At first, they thought their subject would be assassinations through the ages, but there was too much material, so they wound up focusing on American Presidential assassins. "The plan was that the piece would be built around character," he says, "around people who had something in common. They were entirely different people, but they were motivated by a similar kind of passion."

Some of them were politically motivated, Mr.

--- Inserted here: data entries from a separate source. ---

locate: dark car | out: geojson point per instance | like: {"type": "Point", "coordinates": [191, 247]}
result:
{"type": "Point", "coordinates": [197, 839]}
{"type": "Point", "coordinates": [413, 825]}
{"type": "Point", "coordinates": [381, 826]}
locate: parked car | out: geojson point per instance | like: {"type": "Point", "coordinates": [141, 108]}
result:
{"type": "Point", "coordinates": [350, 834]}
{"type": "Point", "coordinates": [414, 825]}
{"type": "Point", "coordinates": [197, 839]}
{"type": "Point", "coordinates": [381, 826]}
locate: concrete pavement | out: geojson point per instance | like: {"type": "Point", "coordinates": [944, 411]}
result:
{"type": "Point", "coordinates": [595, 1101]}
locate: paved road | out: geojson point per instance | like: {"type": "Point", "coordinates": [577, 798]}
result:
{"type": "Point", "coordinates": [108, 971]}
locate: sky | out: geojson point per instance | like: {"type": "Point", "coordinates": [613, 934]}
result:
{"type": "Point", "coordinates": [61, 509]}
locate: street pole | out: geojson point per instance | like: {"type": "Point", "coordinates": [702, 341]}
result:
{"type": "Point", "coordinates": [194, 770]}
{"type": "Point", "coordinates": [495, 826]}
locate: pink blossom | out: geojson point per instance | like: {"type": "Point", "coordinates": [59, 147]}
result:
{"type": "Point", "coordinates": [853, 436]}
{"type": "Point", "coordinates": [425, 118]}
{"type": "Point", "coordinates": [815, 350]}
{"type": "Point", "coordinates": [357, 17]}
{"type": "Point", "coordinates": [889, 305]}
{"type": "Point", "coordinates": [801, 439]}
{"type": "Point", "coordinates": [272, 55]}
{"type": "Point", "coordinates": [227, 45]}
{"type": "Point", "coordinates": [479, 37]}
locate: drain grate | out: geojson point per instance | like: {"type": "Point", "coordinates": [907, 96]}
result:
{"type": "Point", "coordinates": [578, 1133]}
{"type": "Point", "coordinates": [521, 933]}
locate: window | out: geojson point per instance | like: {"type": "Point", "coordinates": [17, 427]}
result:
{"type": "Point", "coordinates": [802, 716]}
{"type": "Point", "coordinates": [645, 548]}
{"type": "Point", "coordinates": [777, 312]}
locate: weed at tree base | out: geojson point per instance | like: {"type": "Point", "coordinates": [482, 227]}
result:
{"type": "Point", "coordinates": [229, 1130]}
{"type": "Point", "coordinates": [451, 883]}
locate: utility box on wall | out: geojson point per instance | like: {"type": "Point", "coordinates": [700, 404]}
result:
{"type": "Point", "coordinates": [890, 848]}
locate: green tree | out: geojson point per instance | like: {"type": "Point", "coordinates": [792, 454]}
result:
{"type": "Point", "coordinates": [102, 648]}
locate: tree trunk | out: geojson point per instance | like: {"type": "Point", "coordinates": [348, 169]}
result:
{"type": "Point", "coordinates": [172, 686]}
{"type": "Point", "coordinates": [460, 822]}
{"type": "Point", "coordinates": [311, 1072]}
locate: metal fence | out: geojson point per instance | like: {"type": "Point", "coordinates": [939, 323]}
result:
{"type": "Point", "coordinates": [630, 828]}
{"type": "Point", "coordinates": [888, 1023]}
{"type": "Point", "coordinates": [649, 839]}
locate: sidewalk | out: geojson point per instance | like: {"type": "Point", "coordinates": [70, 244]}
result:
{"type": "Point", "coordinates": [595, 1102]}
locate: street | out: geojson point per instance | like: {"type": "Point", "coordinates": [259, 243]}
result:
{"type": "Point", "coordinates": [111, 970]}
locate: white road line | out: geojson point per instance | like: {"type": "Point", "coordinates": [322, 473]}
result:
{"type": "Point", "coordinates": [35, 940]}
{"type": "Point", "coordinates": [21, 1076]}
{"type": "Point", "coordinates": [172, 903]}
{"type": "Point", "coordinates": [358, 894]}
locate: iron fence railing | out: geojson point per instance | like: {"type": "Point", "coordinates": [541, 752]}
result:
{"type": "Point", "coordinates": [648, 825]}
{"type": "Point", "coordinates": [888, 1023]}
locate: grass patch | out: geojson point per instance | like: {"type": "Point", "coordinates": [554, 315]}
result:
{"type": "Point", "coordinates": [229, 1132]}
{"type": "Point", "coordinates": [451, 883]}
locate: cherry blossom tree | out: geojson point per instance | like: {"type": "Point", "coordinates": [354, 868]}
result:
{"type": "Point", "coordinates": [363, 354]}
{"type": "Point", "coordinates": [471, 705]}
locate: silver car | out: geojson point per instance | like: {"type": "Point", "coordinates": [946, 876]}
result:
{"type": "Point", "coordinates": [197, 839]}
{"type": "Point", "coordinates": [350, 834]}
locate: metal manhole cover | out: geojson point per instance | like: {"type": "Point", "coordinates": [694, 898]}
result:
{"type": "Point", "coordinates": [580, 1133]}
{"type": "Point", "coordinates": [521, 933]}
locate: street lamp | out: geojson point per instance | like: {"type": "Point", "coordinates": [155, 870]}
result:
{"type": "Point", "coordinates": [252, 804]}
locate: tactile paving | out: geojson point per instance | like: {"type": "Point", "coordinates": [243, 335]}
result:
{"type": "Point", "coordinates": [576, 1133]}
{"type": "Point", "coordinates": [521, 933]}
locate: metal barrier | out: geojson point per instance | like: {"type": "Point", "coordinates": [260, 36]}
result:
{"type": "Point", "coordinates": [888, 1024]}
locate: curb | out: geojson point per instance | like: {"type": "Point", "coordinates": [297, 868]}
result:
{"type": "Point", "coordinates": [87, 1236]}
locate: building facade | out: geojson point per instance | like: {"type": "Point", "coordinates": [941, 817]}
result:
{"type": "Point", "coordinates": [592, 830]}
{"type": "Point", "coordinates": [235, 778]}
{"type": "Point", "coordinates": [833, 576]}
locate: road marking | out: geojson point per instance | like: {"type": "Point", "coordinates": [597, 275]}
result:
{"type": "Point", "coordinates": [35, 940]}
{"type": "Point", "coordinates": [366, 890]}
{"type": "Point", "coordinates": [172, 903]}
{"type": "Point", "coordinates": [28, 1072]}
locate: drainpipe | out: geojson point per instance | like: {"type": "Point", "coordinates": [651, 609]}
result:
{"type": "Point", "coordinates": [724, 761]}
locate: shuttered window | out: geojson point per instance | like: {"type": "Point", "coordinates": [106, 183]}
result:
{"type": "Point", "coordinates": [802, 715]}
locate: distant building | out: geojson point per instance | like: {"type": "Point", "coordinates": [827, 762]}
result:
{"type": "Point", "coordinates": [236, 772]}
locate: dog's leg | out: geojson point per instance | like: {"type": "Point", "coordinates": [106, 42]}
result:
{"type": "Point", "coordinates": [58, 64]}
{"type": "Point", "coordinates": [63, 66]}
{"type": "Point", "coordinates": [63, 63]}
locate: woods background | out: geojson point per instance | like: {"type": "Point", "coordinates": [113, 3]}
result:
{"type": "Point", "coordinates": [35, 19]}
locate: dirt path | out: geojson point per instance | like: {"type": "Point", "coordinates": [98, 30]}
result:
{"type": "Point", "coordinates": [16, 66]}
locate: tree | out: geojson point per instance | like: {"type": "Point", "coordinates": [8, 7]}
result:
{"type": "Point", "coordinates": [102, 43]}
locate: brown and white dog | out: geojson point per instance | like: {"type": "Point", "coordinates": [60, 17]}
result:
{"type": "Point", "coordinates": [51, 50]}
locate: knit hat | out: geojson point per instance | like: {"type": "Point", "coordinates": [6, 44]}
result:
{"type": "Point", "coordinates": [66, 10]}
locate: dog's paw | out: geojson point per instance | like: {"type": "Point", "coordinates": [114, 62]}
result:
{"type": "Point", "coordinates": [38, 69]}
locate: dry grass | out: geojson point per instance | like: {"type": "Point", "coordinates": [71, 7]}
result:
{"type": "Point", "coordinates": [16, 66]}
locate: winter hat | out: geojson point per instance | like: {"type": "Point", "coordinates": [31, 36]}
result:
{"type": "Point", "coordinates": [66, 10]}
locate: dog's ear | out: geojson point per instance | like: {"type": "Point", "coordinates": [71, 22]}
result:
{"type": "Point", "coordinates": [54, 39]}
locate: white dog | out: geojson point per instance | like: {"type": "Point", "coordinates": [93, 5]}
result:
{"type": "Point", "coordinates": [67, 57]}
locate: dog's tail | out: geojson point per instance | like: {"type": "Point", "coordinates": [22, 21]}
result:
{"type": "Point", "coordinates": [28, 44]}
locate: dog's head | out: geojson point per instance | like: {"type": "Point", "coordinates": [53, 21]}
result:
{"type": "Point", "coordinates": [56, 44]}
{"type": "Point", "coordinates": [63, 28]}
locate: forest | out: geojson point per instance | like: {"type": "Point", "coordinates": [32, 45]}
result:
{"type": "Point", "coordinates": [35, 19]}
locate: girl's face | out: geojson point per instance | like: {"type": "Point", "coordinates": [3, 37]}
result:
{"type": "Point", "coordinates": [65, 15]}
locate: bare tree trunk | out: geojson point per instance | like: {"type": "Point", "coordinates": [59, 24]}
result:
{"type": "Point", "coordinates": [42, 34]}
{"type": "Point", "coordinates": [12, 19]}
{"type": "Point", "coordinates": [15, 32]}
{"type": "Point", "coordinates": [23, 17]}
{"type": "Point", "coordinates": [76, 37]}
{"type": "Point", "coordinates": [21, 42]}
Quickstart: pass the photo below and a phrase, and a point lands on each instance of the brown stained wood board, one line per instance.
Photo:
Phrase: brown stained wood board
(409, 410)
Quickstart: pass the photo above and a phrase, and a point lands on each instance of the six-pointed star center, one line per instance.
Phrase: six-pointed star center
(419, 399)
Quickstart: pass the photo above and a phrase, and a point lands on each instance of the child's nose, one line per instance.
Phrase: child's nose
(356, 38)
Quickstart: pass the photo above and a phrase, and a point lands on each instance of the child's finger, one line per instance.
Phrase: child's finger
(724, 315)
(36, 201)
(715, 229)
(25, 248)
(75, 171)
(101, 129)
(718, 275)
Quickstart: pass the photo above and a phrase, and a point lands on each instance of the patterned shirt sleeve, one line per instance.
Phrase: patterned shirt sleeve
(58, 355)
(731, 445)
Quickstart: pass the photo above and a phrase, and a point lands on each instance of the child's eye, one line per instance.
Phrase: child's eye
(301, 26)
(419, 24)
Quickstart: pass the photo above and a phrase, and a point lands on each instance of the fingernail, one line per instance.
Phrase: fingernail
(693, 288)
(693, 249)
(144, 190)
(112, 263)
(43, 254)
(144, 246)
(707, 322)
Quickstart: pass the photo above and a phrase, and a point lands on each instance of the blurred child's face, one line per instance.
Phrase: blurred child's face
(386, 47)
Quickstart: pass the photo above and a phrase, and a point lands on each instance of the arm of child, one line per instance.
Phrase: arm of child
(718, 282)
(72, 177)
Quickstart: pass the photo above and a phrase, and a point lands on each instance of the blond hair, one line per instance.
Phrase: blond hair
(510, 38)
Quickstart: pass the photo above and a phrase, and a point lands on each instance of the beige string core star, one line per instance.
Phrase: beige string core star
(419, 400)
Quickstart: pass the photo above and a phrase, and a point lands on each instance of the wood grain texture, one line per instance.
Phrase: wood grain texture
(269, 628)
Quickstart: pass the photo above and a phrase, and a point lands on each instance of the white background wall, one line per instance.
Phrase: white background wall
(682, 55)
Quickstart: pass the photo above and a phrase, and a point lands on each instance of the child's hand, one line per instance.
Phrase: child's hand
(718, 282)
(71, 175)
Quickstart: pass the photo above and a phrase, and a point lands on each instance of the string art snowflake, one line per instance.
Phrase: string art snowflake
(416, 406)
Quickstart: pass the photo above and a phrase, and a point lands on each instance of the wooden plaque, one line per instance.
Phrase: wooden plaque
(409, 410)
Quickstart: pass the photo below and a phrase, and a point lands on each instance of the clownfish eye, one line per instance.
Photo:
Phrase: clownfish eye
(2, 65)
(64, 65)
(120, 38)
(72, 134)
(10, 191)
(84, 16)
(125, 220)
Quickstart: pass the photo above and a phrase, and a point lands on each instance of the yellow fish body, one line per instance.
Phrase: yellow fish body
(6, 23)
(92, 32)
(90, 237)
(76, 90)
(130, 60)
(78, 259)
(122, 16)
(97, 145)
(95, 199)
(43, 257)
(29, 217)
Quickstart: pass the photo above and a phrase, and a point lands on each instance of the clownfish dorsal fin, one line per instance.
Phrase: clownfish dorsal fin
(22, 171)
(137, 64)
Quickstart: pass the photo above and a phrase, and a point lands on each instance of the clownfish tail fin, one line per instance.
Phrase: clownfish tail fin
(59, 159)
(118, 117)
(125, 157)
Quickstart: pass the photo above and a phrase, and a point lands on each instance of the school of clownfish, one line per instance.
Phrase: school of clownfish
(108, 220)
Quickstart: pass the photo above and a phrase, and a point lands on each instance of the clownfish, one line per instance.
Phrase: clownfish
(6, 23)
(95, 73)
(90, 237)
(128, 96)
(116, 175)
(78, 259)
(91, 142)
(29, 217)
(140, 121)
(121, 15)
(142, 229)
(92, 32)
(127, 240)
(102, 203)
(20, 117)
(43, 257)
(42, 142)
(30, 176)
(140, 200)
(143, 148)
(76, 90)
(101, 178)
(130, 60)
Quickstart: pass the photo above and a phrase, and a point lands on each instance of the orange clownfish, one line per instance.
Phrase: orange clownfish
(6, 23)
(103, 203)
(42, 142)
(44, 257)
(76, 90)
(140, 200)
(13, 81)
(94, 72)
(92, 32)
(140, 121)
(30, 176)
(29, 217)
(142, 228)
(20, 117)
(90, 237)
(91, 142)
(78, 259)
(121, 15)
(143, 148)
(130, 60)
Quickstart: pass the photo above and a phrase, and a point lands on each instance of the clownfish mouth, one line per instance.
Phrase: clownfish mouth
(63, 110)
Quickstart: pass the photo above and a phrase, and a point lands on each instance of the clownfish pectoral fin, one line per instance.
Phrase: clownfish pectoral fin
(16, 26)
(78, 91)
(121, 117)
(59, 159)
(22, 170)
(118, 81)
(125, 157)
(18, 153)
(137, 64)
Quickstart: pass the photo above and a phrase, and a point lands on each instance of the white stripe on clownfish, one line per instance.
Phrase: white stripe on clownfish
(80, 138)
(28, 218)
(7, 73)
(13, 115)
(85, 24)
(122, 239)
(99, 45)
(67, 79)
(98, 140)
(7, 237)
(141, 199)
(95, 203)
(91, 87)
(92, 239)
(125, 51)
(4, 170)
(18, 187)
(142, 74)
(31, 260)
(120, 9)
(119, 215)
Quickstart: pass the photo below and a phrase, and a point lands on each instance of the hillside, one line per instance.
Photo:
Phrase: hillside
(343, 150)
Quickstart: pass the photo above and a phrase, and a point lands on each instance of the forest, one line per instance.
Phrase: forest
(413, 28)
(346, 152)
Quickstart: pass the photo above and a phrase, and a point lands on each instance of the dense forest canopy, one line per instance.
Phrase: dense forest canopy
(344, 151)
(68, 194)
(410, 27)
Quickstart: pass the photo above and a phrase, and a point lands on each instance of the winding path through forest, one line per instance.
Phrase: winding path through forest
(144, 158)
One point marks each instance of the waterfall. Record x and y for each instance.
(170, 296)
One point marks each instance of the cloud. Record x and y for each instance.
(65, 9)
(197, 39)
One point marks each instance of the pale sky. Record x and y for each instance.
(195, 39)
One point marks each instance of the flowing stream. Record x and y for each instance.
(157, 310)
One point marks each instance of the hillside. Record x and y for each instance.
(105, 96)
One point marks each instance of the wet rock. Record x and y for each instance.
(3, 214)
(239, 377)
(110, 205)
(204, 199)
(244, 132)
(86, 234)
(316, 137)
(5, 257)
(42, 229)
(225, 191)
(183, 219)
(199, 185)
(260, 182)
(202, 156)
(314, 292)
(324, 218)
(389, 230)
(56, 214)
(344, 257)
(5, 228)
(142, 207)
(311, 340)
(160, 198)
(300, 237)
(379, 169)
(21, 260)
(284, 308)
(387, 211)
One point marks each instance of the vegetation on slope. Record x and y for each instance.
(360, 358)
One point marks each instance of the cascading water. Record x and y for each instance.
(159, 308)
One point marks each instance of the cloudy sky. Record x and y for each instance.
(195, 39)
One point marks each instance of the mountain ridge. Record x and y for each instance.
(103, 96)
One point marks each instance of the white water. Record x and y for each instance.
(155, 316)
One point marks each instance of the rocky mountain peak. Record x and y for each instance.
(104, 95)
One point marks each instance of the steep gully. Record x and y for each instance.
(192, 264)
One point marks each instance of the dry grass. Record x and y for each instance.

Sondheim says, and some had personal motivations; "some were less than crazy, and some were more than crazy."

Mr. Zaks agrees. History, he says, "has tended to lump these people together and dismiss them all as just crazy." But it is more complicated than that. "What they did caused such upheaval, such terrible pain," he says, "that it seemed like they warranted a closer look."

Mr. Weidman says that the more he discovered about the assassins, the more his enthusiasm for the project grew. "They really are fascinating," he says. "Not just because of the dramatic and horrifying way in which they put punctuation marks at the end of their own lives and the lives of others, but because it turned out that the journey they had followed on the way to that moment was in each case extraordinary. When you put them together and looked at them as a group, they formed a kind of mosaic that had meaning and suggested that we really had something to write about.

"One of the things we found out as we looked at them is that we were not writing about shooting at the President of the United States," Mr. Weidman continues. "What's provocative and upsetting and disturbing is the lives they led up to that point and what those lives reveal. So in a sense the appalling and horrifying acts with which they ended their journeys were like tickets of admission into the show, rather than what the show was about."

When it comes to the meaning of the mosaic, however, or what the assassins' lives reveal, the three creators are more than a bit evasive.

"The piece should speak for itself," Mr. Sondheim says. "We don't want to tell people how or what they should think about it. We don't want to preach or promulgate."

And then the composer, who has presented his audiences with so many challenges over the years, gently issues another. "What would be nice is to tell them to take the journey with us," he says. "It's a real roller-coaster ride."